“Y me ha dicho: «Bástate mi gracia,
porque mi poder se perfecciona en la debilidad»
Por tanto, de buena gana me gloriaré más bien
en mis debilidades, para que repose sobre mí
el poder de Cristo”.
(2 Corintios 12:9)
El gran siervo de Dios, Watchman Nee, escribió que luego que recibimos a Cristo desaparecen todos nuestros apoyos: "nos quedamos sin techo, sin paredes y sin piso”, decía, y agregaba que aún se menoscabada nuestra moral frente al mundo.

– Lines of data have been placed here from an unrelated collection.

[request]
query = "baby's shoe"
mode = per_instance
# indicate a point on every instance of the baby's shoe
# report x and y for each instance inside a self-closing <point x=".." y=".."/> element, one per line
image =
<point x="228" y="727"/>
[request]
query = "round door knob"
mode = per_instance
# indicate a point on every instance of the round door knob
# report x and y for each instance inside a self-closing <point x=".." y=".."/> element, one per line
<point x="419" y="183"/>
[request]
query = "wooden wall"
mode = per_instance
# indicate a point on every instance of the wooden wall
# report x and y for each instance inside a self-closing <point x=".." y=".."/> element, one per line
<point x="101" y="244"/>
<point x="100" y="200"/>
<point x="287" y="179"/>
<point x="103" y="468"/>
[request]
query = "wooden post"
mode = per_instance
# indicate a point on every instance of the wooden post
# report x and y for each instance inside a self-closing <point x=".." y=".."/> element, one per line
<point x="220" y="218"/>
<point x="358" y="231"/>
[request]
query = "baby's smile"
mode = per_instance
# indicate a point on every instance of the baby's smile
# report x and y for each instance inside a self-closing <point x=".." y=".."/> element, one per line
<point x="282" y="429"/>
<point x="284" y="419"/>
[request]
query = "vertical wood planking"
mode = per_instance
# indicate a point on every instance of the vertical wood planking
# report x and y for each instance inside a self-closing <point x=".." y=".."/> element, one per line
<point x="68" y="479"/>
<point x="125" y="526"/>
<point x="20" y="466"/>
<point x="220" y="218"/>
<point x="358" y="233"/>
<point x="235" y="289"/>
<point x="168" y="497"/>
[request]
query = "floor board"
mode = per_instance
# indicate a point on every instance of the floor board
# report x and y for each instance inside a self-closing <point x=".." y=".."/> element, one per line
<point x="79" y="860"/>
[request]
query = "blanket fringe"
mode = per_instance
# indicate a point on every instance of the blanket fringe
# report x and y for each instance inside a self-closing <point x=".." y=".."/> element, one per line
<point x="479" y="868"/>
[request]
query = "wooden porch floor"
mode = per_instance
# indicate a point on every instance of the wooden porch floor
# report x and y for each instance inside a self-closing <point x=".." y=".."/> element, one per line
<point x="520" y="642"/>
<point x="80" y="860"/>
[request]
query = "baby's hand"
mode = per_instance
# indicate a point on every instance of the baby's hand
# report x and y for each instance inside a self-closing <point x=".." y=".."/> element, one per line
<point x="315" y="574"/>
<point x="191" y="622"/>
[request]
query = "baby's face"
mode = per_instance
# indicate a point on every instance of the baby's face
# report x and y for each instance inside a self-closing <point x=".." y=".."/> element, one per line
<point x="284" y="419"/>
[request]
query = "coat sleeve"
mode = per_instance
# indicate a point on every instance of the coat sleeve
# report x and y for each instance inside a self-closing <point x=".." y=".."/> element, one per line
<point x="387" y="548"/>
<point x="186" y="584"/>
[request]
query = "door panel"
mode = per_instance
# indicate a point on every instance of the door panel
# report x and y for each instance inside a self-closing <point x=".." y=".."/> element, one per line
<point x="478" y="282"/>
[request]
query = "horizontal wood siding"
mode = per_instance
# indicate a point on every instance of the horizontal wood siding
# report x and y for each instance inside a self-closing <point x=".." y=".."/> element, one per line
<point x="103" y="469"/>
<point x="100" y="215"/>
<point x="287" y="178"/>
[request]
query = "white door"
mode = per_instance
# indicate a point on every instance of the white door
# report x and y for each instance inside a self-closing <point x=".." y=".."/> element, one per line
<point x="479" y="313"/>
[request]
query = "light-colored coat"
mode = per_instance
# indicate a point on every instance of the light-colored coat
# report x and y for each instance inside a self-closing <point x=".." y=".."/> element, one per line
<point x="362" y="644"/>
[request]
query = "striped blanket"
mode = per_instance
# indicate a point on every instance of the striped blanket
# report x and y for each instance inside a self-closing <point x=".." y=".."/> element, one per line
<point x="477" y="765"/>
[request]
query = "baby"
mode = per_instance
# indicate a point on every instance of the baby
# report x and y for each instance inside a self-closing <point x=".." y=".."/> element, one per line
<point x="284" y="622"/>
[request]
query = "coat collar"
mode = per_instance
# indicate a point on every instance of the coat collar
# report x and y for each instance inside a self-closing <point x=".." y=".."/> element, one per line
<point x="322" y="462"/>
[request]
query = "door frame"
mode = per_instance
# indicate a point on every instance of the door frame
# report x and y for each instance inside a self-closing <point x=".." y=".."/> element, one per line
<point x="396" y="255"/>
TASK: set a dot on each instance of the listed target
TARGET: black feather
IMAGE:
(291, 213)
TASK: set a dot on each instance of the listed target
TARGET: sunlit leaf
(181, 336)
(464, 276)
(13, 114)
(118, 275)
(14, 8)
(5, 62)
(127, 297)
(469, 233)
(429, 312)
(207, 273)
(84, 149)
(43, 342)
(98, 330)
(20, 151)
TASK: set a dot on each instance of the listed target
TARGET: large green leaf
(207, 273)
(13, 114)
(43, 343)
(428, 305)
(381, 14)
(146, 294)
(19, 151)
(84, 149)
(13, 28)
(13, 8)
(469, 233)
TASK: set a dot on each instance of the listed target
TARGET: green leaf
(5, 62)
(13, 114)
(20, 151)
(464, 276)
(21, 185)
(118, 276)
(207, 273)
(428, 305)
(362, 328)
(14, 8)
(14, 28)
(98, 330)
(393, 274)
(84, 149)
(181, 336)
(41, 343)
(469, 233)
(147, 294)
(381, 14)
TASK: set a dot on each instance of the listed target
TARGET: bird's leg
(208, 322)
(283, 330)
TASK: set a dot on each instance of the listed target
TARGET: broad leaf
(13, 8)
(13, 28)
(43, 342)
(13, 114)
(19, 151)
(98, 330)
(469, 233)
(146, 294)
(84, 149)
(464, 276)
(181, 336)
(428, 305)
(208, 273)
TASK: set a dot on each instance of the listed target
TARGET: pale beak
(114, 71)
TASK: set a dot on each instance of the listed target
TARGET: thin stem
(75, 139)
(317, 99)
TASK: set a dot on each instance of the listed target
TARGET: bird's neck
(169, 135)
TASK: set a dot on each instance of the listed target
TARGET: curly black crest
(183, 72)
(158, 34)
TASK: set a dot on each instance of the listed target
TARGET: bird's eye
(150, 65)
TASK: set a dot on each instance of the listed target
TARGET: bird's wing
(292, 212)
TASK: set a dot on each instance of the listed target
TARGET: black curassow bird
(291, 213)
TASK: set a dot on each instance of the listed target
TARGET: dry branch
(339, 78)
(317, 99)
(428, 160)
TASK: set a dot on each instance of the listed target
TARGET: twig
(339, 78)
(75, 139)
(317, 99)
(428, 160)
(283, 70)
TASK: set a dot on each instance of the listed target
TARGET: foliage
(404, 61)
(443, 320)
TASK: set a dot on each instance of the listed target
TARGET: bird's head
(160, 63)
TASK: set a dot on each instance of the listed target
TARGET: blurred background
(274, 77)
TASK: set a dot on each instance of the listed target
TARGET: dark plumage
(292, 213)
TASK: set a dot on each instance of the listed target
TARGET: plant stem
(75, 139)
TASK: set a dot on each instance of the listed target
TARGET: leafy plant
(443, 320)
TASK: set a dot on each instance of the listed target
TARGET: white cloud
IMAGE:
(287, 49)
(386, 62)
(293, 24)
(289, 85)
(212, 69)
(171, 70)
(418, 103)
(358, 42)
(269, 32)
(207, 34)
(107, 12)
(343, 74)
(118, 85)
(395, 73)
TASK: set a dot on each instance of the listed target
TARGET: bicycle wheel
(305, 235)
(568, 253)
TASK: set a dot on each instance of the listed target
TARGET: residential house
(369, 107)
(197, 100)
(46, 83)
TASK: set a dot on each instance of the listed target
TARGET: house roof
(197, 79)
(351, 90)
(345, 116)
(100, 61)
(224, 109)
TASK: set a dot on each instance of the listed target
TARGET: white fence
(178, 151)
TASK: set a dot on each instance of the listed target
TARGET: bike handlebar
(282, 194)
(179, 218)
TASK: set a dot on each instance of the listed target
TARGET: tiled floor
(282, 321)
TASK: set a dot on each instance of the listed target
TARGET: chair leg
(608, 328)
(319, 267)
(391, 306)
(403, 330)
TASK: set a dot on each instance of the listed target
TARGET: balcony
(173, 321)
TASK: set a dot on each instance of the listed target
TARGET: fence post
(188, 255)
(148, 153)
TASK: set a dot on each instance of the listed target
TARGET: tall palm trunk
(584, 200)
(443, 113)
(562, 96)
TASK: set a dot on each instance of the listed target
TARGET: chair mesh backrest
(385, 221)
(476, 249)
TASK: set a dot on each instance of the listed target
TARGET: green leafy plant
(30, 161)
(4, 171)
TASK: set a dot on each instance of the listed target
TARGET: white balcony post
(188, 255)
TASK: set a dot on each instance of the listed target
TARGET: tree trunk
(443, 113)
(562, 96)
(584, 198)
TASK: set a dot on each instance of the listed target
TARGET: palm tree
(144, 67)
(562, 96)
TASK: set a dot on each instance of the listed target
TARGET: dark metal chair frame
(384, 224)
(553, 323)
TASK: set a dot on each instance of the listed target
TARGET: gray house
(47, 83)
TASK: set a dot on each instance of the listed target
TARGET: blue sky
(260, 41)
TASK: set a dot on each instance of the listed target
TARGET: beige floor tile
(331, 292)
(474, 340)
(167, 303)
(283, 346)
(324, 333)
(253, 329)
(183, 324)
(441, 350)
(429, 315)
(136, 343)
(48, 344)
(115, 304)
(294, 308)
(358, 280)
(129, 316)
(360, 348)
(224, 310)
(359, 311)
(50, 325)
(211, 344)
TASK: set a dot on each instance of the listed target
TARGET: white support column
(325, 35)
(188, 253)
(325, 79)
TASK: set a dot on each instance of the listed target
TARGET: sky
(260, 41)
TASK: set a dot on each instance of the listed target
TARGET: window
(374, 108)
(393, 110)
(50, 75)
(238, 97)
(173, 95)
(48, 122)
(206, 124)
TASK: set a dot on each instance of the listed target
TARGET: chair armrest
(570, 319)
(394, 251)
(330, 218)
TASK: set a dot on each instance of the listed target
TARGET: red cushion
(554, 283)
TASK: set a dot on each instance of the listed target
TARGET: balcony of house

Quizás esto último parezca extraño, pero podemos meditar en varios ejemplos además del que nos da el propio apóstol Pablo, que de ser discípulo respetado de Gamaliel y amigo del temible poder religioso se transformó en una amenaza para los judíos y generador de tumultos en el mundo de su época. Perseguido por judíos y romanos visitó varias veces la cárcel y en ella murió. Fue el caso también de Moisés, incrustado en el centro del poder del mayor imperio de su época como “hijo de la hija del Faraón” con todas sus regalías. Pero en cuanto cedió al llamado de su pueblo para cumplir su misión celestial se transformó en traidor y prófugo de la justicia. Tuvo que huir y terminó apacentando rebaños que no eran suyos en una región remota y allí, despojado de todo, Dios se le manifestó en una zarza.
También nuestro Señor "se hizo débil" hasta lo sumo para cumplir su misión en el Plan de Redención:
“Él, siendo en forma de Dios,
no estimó el ser igual a Dios
como cosa a que aferrarse”
(Filipenses 2:6)
Y murió crucificado entre dos ladrones y en medio del escarnio público.

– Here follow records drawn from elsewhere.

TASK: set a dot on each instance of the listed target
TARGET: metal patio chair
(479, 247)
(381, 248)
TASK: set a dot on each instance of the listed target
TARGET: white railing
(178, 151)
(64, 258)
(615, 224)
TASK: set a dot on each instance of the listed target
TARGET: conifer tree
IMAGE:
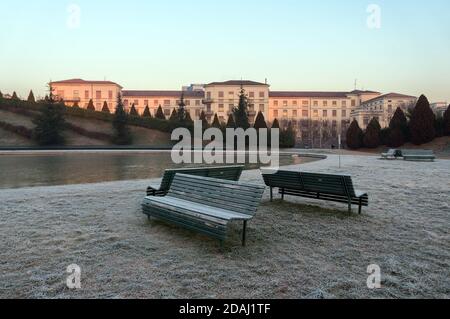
(354, 136)
(122, 134)
(31, 98)
(160, 114)
(422, 122)
(91, 106)
(105, 108)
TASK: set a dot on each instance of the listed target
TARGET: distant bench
(231, 173)
(418, 155)
(206, 205)
(335, 188)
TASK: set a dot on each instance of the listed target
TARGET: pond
(66, 168)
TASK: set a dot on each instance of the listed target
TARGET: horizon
(296, 46)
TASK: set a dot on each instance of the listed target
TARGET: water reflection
(17, 171)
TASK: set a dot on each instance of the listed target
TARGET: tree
(400, 121)
(50, 123)
(147, 112)
(91, 106)
(31, 98)
(260, 121)
(174, 117)
(422, 122)
(354, 136)
(204, 120)
(372, 136)
(216, 123)
(133, 111)
(160, 114)
(122, 134)
(447, 121)
(105, 108)
(241, 111)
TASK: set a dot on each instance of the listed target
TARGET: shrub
(354, 136)
(422, 122)
(372, 134)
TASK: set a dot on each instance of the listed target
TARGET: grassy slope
(142, 136)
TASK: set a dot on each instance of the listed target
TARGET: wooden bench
(418, 155)
(335, 188)
(232, 173)
(206, 205)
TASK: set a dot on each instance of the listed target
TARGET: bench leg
(244, 234)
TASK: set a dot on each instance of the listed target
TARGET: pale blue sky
(297, 45)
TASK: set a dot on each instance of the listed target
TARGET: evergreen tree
(91, 106)
(147, 113)
(31, 98)
(133, 111)
(447, 122)
(422, 122)
(260, 121)
(122, 134)
(160, 114)
(105, 108)
(174, 117)
(400, 121)
(241, 111)
(372, 135)
(231, 123)
(50, 123)
(354, 136)
(216, 123)
(181, 113)
(204, 120)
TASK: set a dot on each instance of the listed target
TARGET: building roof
(391, 96)
(81, 81)
(238, 83)
(156, 93)
(305, 94)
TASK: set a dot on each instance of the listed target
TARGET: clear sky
(296, 45)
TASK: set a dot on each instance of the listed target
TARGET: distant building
(439, 108)
(383, 108)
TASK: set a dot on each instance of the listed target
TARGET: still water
(17, 171)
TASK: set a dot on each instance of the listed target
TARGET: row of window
(305, 113)
(314, 103)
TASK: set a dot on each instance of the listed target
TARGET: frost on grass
(296, 249)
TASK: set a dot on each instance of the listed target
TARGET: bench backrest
(232, 173)
(233, 196)
(311, 182)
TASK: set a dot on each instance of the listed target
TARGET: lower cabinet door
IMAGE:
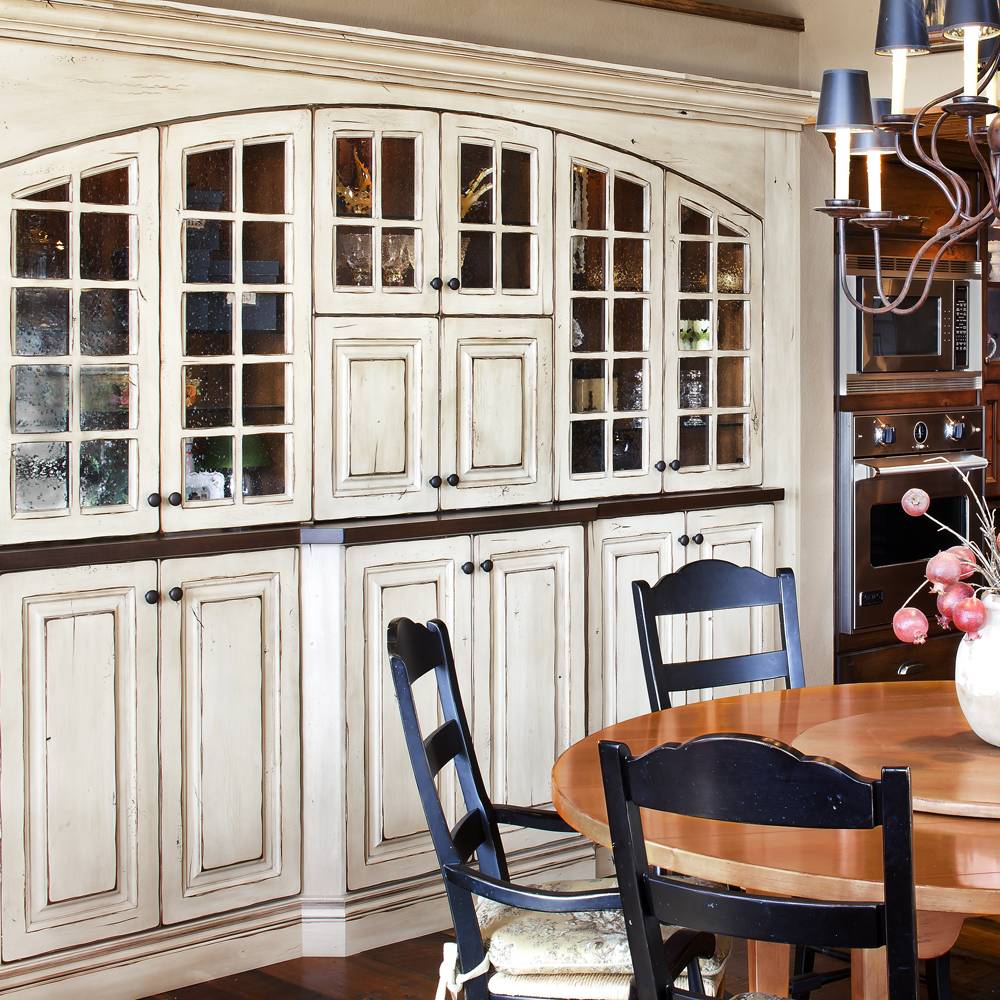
(621, 551)
(78, 786)
(386, 832)
(529, 670)
(231, 826)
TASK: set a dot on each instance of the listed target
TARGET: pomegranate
(910, 625)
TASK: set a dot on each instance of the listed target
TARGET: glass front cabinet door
(79, 286)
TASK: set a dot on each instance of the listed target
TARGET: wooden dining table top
(956, 857)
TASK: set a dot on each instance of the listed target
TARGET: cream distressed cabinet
(646, 548)
(513, 603)
(95, 746)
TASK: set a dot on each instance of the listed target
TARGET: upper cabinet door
(496, 414)
(715, 340)
(236, 252)
(377, 186)
(608, 374)
(80, 286)
(496, 218)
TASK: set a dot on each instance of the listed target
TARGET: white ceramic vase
(977, 675)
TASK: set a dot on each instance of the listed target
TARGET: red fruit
(916, 502)
(970, 616)
(910, 625)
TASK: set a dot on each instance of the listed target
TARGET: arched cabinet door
(79, 285)
(608, 371)
(714, 340)
(236, 421)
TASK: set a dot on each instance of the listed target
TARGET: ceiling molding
(207, 34)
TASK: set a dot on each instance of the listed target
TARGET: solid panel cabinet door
(745, 536)
(621, 551)
(237, 288)
(78, 788)
(496, 414)
(376, 416)
(529, 669)
(496, 217)
(229, 691)
(377, 189)
(79, 283)
(386, 831)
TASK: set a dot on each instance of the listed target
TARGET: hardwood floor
(408, 971)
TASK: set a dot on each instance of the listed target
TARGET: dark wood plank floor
(408, 971)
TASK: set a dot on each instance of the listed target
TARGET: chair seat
(579, 956)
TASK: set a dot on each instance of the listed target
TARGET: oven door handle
(874, 468)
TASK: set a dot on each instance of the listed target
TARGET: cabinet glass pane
(208, 468)
(589, 197)
(41, 398)
(264, 178)
(694, 266)
(208, 395)
(208, 323)
(41, 244)
(208, 251)
(264, 253)
(209, 180)
(587, 447)
(354, 256)
(264, 323)
(41, 476)
(104, 473)
(354, 176)
(589, 324)
(41, 321)
(516, 186)
(399, 177)
(516, 253)
(475, 199)
(264, 397)
(105, 395)
(110, 187)
(589, 263)
(105, 321)
(264, 465)
(588, 386)
(398, 258)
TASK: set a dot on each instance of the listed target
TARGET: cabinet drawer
(934, 661)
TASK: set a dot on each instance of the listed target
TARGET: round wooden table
(956, 856)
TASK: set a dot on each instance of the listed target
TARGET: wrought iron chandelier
(875, 129)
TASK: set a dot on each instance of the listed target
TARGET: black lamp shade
(902, 24)
(962, 14)
(845, 102)
(878, 140)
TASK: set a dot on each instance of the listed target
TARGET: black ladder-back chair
(415, 650)
(748, 779)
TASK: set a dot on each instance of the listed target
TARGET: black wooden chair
(749, 779)
(567, 914)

No nos sorprenda entonces que nuestra "honorabilidad" y prestigio ante el mundo quede debilitada si insistimos en nuestro testimonio en el Camino. Pero la Gracia de Dios resplandece sobre nuestras cabezas y su Espíritu da testimonio en nosotros de que este no es nuestro lugar, que aquí somos peregrinos y extranjeros sujetos a leyes y comportamientos extraños.